Protein binding of active ingredients and comparison of serum ethinyl estradiol, sex hormone-binding globulin, corticosteroid-binding globulin, and cortisol levels in women using a combination of gestodene/ethinyl estradiol (Femovan) or a combination of desogestrel/ethinyl estradiol (Marvelon) and single-dose ethinyl estradiol bioequivalence from both oral contraceptives.
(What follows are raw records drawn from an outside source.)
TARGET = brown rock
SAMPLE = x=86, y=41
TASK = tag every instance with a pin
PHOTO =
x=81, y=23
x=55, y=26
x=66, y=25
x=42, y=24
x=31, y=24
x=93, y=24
Results from two clinical pharmacokinetic studies are given. The first study was an observational study in oral contraceptive users who took either a combination of gestodene and ethinyl estradiol (pill A, Femovan) or desogestrel and ethinyl estradiol (pill B, Marvelon). A total of 69 women (39 receiving pill A and 30 receiving pill B) were evaluated to determine serum ethinyl estradiol, sex hormone-binding globulin, corticosteroid-binding globulin, and cortisol levels. Samples were obtained on 1 day during the tenth to twenty-first days of pill intake. All women received the respective oral contraceptive for at least 3 months. The test power was such that an 80% difference of 1 standard deviation of each target variable would have been detected (alpha = 0.05; beta = 0.1). No statistically significant differences were found in sex hormone-binding globulin, corticosteroid-binding globulin, or cortisol serum levels between both groups. Time and height of maximum ethinyl estradiol levels were identical as was the area under the curves. Ex vivo protein-binding analysis of the progestins revealed a free portion of 0.6% for gestodene and 2.5% for 3-ketodesogestrel as the active metabolite of desogestrel. Sex hormone-binding globulin-bound portions were much higher for gestodene (75.3% +/- 9.1%) than for 3-ketodesogestrel (31.6% +/- 12%). The remaining fractions were bound to albumin. In a second study, ethinyl estradiol-bioequivalence from pills A and B was investigated in 18 women in a controlled, single-dose, randomized, crossover design. The area under the ethinyl estradiol serum levels were identical up to 4 hours after pill intake between both treatments. According to the relatively low variation in data in this group of women, a 10% difference in ethinyl estradiol-availability could have been detected. Both studies indicate that the pharmacokinetics of ethinyl estradiol were independent of the concomitantly administered progestin, that is, desogestel and gestodene.